Though it may seem like gravy and meat are inseparable, vegetarian and vegan gravy alternatives are available nowadays without giving up on the taste at all. The trick for doing this the vegan way is using veggie broth instead of beef/chicken stock and vegetable fats such as oil and margarine instead of butter. Here are some options:
Vegetable gravy or vegetarian gravy is a type of gravy made entirely with boiled or roasted vegetables. You can make this one by using any combination of vegetables, vegetable broth (or stock), flour and butter. If you want to make this vegan, replace the butter with oil or margarine.
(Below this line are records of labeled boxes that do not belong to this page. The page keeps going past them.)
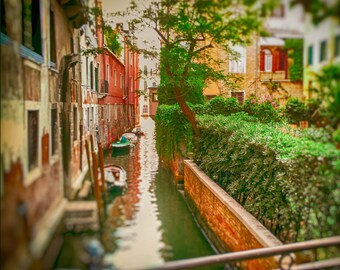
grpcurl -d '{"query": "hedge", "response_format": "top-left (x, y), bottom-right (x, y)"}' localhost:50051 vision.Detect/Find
top-left (194, 112), bottom-right (340, 242)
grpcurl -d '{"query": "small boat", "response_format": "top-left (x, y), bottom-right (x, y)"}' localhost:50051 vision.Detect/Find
top-left (111, 140), bottom-right (131, 150)
top-left (122, 132), bottom-right (138, 143)
top-left (104, 164), bottom-right (127, 190)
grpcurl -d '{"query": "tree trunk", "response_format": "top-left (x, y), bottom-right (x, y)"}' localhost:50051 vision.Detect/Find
top-left (174, 87), bottom-right (201, 137)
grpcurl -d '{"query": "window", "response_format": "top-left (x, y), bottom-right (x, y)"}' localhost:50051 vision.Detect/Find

Mushroom gravy can be made by cooking mushrooms in oil until they become soft and start to caramelize. Then you can add onions and garlic and fry this mixture over high heat until the flour comes in. You then add the veggie broth and cook everything until well combined. Last but not least, you mash the vegetables until you reach a creamy consistency.
Onion gravy is another vegetarian/vegan alternative, made using the same principles as the one above.
Nowadays, you can also find instant gravy in the form of granules, which is suitable for both vegetarians and vegans, so you won’t miss anything. However, a homemade gravy will always taste better than an instant one, so if you have some spare time to experiment in the kitchen, you will not regret it for sure!
Today I want to teach you how to create the most delicious vegan gravy at home, using dried wild porcini mushrooms and Chanterelle mushrooms! Super easy and extremely delicious!
- 1/2 cup dried wild Porcini mushrooms
- 1 cup Chanterelle mushrooms, washed
- 2 Tbsp olive oil
- 2 medium onions, chopped
- 3 cloves garlic, crushed
- 2 cups veggie broth
- 1 Tbsp tomato paste
- 2 Tbsp tapioca starch
- 1 Tbsp sea salt
- 1 tsp fresh black pepper
- a few sprigs of thyme and rosemary
- 1 bay leaf
- Add Porcini mushrooms to a bowl and cover with 3 cups of water.
- Soak for about an hour.
- Heat the olive oil in a medium skillet over medium heat.
- Add the chopped onions and cook for three minutes or until translucent.
- Add the garlic and cook for one minute.
- Pour 1/4 cup broth into the pan and continue to cook.
- Add the bay leaf.
- Add the Chanterelle mushrooms and cook for approximately 10 minutes.
- Stir in the tomato paste.
- Add the Porcini mushrooms and the water they soaked into the pan.
- Add the rest of the broth, rosemary, and thyme and bring to a boil.
- Reduce the heat to low and cook for 15 minutes.
- Pour the cooked mixture through a strainer into another bowl.
- Add the tapioca starch and stir well.
- Return the bowl to a low heat.
- Keep stirring until the gravy begins to thicken. Add the salt and pepper and stir for another minute.
- Serve with potato puree, veggies or any of your favorite dish.